Il palazzo del ghiaccio

Fyodor arrivò all'arena a partita già iniziata.

Giunto davanti al sedile contrassegnato con il numero riportato anche sul suo biglietto, rimase in piedi.

D'altronde, nessuno era seduto.

Nonostante fosse alto quasi due metri, sedendosi non avrebbe potuto vedere niente di quello che accadeva sulla pista.

Non che fosse il momento di divertirsi, ma dimostrando disinteresse qualcuno avrebbe potuto trovare sospetto il suo comportamento. Qualcuno avrebbe potuto pensare che non era là per gustarsi lo scontro dell'anno.

Si guardò intorno.

L'Ice Palace di San Pietroburgo era gremito.

Forse aveva addirittura fatto registrare il tutto esaurito.

All'interno della struttura dovevano esserci perlomeno diecimila spettatori urlanti.

Di certo, almeno un altro milione di persone stava seguendo l'incontro in tv.

Era normale che quell'evento avesse tanta risonanza.

Lo Ska di San Pietroburgo e la Dinamo Mosca avevano una decennale storia di rivalità.
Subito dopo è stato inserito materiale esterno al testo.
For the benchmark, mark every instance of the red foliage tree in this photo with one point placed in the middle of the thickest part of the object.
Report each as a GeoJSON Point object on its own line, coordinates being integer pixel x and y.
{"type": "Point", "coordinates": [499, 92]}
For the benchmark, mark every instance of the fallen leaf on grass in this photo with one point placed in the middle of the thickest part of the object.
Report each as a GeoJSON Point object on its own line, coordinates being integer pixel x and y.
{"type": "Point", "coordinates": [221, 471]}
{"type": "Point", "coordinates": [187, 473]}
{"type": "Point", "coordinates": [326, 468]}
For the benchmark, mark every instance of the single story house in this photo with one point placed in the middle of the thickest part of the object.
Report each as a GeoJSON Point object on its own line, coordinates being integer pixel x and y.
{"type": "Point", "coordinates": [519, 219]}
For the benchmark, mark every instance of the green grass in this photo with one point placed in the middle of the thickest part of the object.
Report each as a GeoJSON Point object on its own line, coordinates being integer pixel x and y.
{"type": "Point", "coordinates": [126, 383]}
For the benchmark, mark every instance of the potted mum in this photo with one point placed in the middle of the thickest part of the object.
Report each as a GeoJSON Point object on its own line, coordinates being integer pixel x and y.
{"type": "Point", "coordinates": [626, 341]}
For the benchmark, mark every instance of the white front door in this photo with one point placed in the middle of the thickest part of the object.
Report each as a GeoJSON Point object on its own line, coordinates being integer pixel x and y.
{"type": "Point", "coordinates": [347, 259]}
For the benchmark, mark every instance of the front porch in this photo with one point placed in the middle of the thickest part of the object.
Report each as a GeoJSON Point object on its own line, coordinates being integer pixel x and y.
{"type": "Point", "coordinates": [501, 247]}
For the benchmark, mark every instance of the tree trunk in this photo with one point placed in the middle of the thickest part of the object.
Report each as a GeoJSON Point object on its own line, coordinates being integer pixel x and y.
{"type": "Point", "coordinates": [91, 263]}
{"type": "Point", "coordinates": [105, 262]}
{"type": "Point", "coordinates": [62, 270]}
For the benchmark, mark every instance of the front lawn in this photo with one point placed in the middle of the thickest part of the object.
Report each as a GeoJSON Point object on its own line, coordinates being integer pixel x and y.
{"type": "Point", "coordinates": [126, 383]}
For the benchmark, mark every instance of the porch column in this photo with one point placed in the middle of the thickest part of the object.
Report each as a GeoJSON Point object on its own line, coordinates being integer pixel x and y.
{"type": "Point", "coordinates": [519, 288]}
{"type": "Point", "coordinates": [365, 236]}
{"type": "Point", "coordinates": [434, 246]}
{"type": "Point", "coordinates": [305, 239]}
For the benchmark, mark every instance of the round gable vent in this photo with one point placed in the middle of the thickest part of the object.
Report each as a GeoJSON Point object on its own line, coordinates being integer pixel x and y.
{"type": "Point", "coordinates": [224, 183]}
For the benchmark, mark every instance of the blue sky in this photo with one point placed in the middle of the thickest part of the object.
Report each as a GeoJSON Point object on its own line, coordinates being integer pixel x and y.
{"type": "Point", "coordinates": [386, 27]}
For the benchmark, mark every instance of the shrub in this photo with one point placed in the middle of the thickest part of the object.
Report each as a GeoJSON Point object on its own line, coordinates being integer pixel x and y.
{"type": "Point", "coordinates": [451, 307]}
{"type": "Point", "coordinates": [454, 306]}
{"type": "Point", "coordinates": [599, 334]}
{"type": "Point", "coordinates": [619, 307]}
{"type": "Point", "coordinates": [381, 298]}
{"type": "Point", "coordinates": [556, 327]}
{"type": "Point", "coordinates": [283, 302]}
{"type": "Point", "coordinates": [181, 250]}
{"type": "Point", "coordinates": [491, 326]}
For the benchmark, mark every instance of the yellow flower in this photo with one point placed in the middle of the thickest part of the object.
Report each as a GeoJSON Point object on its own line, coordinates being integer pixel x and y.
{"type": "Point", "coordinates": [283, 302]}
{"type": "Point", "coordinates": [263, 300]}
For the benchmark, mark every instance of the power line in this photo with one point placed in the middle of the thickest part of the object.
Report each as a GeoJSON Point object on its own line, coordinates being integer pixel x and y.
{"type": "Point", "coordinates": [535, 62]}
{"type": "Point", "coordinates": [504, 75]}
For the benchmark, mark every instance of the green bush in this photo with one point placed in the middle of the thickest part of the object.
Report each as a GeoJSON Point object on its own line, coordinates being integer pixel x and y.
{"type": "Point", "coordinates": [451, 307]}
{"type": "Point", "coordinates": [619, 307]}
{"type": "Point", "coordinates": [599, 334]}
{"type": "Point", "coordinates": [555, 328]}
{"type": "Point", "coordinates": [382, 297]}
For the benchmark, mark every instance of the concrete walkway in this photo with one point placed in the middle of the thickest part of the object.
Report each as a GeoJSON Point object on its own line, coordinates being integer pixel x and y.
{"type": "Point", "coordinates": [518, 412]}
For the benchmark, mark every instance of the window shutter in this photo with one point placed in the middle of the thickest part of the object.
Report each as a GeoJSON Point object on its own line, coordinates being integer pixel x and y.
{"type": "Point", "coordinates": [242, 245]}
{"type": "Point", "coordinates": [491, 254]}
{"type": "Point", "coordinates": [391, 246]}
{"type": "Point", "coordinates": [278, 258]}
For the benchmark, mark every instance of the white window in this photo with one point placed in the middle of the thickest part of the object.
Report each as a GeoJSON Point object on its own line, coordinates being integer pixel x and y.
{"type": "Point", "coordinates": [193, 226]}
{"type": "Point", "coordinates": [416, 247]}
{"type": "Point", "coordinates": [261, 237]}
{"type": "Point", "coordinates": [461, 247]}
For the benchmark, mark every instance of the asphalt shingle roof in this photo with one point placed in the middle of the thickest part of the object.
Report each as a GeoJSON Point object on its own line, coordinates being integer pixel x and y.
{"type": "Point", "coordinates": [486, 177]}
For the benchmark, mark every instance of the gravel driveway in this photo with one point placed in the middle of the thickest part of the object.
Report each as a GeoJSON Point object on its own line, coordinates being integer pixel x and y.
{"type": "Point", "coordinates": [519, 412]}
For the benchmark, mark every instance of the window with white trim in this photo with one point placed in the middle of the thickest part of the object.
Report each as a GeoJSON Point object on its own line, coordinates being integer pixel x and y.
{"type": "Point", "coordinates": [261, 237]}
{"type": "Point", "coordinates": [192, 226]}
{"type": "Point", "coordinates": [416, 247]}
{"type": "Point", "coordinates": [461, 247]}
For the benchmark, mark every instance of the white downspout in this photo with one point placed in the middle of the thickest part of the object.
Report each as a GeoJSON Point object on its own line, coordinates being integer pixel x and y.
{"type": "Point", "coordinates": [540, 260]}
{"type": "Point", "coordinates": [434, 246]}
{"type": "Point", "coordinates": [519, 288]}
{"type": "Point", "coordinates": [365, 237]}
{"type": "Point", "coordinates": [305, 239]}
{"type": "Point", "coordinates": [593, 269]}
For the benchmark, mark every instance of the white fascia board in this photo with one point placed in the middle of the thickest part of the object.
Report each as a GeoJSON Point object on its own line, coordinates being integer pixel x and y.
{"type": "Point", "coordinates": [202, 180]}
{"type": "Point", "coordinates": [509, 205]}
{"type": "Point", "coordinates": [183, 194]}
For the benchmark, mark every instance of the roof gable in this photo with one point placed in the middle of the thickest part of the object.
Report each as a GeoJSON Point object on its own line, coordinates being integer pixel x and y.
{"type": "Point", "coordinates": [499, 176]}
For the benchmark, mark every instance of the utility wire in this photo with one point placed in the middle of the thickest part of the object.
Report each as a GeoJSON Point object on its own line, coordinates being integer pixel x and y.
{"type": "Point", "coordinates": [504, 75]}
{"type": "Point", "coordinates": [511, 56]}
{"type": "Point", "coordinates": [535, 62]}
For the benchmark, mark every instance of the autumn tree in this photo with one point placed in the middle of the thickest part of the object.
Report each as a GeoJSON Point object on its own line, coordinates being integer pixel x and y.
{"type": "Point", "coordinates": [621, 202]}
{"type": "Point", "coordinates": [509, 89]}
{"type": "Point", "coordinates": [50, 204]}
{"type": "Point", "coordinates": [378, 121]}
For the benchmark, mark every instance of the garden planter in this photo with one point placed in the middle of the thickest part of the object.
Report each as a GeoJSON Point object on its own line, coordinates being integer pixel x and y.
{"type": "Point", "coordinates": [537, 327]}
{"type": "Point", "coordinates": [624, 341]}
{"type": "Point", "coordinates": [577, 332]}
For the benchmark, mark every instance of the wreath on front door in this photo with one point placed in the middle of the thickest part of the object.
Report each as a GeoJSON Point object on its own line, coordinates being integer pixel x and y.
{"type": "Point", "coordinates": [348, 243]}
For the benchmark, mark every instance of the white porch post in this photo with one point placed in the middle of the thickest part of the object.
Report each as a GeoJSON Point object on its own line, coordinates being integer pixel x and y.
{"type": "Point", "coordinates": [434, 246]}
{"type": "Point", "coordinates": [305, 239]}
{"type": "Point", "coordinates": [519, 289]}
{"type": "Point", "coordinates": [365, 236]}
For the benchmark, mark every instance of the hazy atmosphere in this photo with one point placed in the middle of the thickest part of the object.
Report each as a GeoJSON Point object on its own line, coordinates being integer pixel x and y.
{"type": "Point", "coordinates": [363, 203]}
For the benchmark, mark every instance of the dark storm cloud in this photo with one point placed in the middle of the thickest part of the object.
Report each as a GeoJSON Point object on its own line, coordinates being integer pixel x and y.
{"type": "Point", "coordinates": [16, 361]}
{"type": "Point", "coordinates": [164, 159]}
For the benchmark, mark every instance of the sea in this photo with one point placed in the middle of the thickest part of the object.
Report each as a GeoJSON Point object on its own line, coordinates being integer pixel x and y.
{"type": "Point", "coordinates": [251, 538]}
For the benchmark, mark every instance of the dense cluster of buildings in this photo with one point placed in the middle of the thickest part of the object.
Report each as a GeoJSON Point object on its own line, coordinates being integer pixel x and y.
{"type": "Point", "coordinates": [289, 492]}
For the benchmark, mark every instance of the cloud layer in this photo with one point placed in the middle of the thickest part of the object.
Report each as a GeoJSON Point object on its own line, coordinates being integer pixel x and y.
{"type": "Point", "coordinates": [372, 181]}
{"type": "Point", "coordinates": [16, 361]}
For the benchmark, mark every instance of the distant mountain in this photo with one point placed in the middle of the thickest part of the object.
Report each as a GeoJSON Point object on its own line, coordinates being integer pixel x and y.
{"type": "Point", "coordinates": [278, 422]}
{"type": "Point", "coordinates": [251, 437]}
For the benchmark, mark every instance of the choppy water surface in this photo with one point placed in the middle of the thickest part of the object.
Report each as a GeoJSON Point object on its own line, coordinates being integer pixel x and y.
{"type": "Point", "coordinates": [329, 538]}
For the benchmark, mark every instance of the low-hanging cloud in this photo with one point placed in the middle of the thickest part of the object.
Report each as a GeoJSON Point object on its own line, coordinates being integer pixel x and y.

Per giunta, in quell'occasione, con i playoff alle porte, la prima in classifica della divisione Bobrov e quella della Tarasov si contendevano anche il primato della conferenza occidentale della Kontinental Hockey League.

Non una cosa da poco. Per un russo almeno.

Fyodor tifava per i moscoviti e quella mattina aveva pure piazzato una scommessa rilevante sulla vittoria fuori casa della sua squadra.

Avrebbe tanto voluto vedere la partita fino all'ultimo, ma non appena avesse consegnato al saudita la cartellina che teneva ripiegata in una tasca interna del parka, sarebbe dovuto uscire dall'impianto e raggiungere il gran capo che lo aspettava di fuori, in un SUV parcheggiato poco lontano dal palazzetto, per ragguagliarlo sull'esito dell'operazione.

Sperava solo che in quella bolgia nessuno filmasse, si accorgesse o trovasse sospetto il passaggio di mano di un fascicolo spiegazzato da un russo alto e robusto a un piccoletto dai chiari tratti mediorientali.

Maledetto Yasser!

Prima di allora si erano incontrati tre volte, e sempre in luoghi appartati, lontani da occhi e orecchie indiscreti.

Ma per l'atto finale, il saudita aveva preteso che si vedessero in un luogo pubblico molto affollato.

Di certo temeva che con il denaro già in cassa il grande orso russo, invece di dargli quanto pattuito, lo liquidasse piazzandogli un proiettile in mezzo agli occhi o spezzandogli il collo.

Ma Fyodor non lo avrebbe mai fatto, e il gran capo non glielo avrebbe mai ordinato. E tanto per un semplice motivo: i musulmani, almeno quelli della razza rappresentata da Al-Dossari, erano pazzi, sanguinari e vendicativi, pertanto era meglio non farli incazzare uccidendo qualcuno che lavorava per loro. O fregandoli in maniera troppo evidente, ragione per la quale non stavano per dar loro in pasto un uomo mai esistito, bensì un vero ex agente tedesco, Manfred Krause, realmente coinvolto in Strike Zero e assegnatario di una bomba che non era mai tornata indietro per davvero, sebbene con tutta probabilità fosse stata fatta sparire da un altro crucco che di cognome faceva Brehme e che doveva essersi catapultato su un altro pianeta, visto che era riuscito a non farsi mai rintracciare dall'SVR.

Fyodor cominciò a prestare attenzione alla partita proprio mentre un attaccante della Dynamo, innescato da un perfetto passaggio del portiere, sgusciava fra due avversari nel bel mezzo del cerchio di centro-pista, con il dischetto incollato al bastone.